Because a cupcake from the cupcake ATM costs $4, which is too much to pay for a cupcake at any time of the day or night, they make it an experience. And mock me if you must, but I've paid way more than $4 for a way less satisfying experience that I did not even get a cupcake at the end of.

Once you tap the screen, it brings up photos of various cupcakes they sell. You navigate through the touchscreen to select your flavour of cupcake from whatever they loaded it up with the night before (so yes, you are paying $4 for what is essentially a day-old cupcake) and then swipe your credit card.

At this point the screen blanks into a sort of horror-film black-and-white video shot from the point of view of the mechanical arm retrieving your cupcake. You can watch on the video screen as your cupcake is pulled off the little shelf, lowered to a ramp, pushed gently down the ramp to the receptacle, and then spins around with the receptacle, at which point the little brown box holding your cupcake is revealed unto you.

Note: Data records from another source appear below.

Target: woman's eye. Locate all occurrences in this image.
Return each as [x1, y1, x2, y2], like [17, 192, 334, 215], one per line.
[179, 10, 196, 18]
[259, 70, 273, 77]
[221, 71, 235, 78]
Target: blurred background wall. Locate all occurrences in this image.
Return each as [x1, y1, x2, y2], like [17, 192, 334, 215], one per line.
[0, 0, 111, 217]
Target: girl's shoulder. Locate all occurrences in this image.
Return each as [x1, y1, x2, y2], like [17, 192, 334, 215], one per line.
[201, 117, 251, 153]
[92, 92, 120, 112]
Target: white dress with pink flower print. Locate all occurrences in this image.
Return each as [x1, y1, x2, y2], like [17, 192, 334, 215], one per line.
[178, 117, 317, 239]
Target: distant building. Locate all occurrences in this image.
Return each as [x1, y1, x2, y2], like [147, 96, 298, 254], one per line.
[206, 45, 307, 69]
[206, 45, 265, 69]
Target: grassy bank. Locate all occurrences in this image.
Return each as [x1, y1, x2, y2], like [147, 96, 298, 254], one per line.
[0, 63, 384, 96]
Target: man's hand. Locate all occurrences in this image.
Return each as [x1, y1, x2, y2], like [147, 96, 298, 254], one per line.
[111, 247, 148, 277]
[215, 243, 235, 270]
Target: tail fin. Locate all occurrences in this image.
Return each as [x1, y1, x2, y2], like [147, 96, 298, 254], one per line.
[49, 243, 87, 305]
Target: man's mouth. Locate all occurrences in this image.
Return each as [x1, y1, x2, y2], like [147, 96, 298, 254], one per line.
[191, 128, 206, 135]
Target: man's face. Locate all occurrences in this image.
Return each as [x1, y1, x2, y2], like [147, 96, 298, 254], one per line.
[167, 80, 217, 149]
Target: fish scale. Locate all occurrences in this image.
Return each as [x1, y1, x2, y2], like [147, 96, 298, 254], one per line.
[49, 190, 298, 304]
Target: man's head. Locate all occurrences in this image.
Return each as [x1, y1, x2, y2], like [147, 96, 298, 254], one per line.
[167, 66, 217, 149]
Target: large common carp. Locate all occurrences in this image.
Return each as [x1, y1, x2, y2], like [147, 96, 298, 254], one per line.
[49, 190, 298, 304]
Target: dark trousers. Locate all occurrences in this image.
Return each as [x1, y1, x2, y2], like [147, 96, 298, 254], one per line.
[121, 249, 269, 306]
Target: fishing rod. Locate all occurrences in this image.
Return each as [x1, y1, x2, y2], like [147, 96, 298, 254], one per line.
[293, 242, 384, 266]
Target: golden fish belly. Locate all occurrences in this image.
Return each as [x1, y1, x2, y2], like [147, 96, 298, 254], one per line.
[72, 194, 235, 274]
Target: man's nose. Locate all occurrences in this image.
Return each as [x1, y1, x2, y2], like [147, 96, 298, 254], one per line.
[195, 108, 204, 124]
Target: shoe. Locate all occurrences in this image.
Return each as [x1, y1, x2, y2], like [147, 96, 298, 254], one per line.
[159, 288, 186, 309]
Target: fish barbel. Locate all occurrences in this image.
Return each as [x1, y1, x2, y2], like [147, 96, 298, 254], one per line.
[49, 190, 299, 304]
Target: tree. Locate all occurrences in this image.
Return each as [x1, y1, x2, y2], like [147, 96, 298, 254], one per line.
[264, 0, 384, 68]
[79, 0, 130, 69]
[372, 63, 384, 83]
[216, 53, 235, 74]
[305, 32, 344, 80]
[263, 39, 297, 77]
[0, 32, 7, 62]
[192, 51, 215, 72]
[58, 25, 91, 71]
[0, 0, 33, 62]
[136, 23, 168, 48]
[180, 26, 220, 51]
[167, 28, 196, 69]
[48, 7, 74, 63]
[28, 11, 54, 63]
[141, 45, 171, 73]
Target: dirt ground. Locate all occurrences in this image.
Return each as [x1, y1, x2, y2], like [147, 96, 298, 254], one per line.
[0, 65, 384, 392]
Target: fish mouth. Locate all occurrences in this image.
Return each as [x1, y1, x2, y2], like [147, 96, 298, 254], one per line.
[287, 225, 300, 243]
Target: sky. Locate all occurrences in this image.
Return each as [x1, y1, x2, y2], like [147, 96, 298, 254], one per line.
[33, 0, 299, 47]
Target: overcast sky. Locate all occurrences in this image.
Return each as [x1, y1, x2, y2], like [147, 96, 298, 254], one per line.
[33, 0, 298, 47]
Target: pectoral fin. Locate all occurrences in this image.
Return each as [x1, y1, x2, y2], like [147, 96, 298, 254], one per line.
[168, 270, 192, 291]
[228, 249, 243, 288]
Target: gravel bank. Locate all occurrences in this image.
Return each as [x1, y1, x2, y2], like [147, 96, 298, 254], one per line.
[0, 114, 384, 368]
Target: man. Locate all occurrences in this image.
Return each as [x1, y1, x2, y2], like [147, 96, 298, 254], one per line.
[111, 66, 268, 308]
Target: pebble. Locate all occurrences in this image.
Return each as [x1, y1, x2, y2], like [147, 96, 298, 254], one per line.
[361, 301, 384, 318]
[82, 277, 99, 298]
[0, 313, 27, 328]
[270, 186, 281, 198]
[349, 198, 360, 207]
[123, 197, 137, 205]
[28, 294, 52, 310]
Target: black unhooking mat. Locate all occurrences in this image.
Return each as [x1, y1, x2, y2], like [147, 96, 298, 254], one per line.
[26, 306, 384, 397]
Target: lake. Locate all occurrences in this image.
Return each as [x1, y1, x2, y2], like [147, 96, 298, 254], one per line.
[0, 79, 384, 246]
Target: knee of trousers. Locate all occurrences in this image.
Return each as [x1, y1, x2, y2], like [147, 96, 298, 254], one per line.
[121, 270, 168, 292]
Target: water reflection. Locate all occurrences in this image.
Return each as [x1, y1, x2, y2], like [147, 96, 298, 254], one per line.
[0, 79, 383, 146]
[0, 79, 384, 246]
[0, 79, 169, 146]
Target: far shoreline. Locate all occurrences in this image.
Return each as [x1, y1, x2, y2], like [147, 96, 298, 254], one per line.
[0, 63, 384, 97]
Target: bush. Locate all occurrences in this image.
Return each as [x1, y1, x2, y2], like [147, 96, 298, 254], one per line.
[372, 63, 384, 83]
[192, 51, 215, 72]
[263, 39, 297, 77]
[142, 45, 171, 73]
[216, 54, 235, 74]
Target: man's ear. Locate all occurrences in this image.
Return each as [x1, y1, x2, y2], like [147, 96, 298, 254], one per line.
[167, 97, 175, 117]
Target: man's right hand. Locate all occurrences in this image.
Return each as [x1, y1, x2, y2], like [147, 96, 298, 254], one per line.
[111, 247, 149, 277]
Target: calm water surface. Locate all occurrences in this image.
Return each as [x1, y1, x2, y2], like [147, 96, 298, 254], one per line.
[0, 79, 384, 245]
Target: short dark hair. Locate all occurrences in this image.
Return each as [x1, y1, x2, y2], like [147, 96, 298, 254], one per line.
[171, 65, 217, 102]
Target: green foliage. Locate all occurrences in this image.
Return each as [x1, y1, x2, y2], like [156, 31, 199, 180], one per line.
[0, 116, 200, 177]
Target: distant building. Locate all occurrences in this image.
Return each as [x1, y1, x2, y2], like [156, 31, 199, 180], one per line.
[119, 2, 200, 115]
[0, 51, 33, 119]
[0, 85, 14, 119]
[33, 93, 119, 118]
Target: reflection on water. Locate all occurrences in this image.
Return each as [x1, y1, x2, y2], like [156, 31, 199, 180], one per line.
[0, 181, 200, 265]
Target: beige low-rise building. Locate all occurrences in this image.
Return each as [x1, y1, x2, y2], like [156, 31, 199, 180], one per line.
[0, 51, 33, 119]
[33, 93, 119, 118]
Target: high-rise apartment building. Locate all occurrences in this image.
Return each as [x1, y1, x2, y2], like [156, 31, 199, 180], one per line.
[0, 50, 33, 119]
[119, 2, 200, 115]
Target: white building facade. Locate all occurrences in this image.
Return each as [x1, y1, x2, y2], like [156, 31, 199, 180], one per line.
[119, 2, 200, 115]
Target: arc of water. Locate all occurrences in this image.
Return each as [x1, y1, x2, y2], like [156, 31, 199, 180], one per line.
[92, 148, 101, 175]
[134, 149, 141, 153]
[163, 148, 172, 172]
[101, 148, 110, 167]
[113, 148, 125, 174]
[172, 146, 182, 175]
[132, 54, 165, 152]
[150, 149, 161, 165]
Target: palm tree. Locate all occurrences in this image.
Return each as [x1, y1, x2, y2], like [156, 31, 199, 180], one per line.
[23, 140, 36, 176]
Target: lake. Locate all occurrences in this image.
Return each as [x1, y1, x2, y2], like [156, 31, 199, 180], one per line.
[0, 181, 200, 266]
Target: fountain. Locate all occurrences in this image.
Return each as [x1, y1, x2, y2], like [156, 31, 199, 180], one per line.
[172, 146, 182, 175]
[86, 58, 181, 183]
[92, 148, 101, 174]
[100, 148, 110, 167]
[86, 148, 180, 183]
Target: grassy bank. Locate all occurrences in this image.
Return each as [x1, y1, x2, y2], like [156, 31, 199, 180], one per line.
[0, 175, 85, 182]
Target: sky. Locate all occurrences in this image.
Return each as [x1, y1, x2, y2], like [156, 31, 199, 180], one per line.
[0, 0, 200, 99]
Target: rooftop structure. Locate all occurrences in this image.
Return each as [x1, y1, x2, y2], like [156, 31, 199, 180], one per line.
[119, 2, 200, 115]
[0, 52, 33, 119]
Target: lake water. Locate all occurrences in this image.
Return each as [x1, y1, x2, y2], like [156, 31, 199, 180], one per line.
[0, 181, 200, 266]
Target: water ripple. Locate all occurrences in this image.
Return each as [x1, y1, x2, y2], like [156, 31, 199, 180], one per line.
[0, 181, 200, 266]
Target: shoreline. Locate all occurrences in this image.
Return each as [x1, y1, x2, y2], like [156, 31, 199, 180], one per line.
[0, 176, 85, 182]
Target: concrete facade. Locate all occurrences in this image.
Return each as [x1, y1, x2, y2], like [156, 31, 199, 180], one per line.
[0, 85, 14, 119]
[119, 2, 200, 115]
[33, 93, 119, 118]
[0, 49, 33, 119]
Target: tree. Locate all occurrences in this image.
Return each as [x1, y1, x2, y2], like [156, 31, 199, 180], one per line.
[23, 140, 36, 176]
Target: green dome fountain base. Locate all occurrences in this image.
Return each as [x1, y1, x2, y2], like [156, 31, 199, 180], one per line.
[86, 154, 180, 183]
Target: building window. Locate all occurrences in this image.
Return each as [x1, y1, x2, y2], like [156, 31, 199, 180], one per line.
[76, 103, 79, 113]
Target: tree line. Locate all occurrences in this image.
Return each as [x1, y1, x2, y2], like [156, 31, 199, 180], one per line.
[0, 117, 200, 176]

And then it sings you a song. I didn't make special note of the song but the lyrics go something like

We love Sprinkles, yes we do
Nummiest cupcakes in the world!
This is a harbinger of the end
Bow and make peace with your gods!


I may have made up those last two lines.

And I have to say, it's not like I'm the only person indulging in this madness. As soon as I stepped away from the ATM to put my cupcake in my messenger bag and post an instagram photo of the ATM, a woman stepped right up into my place to buy her own cupcake.

Well played, Sprinkles. Well played.
We knew at work that some research was coming down the pipeline and would be a fast turnaround, and it all landed today. My boss has taken to assigning me the short, fast stuff because it takes workload off the others and because I have this weird reputation for speed. I think it's more along the lines of "Sam is good at collating data" because usually the research is done, it's just a matter of finding it and plugging it in properly. It still took me all damn day, but it means tomorrow I can tweak stuff before sending it in.

Best thing I wrote today: Do not recommend considering Mr. [redacted] for board membership without further research into his alleged association with organized crime.

HE PULLS A KNIFE, I PULL A RESEARCH FILE. THAT'S THE CHICAGO WAY.

Dude is totally going into my "most interesting research" file, which already has profiles of a suspected CIA assassin and a guy who likes to race ferraris.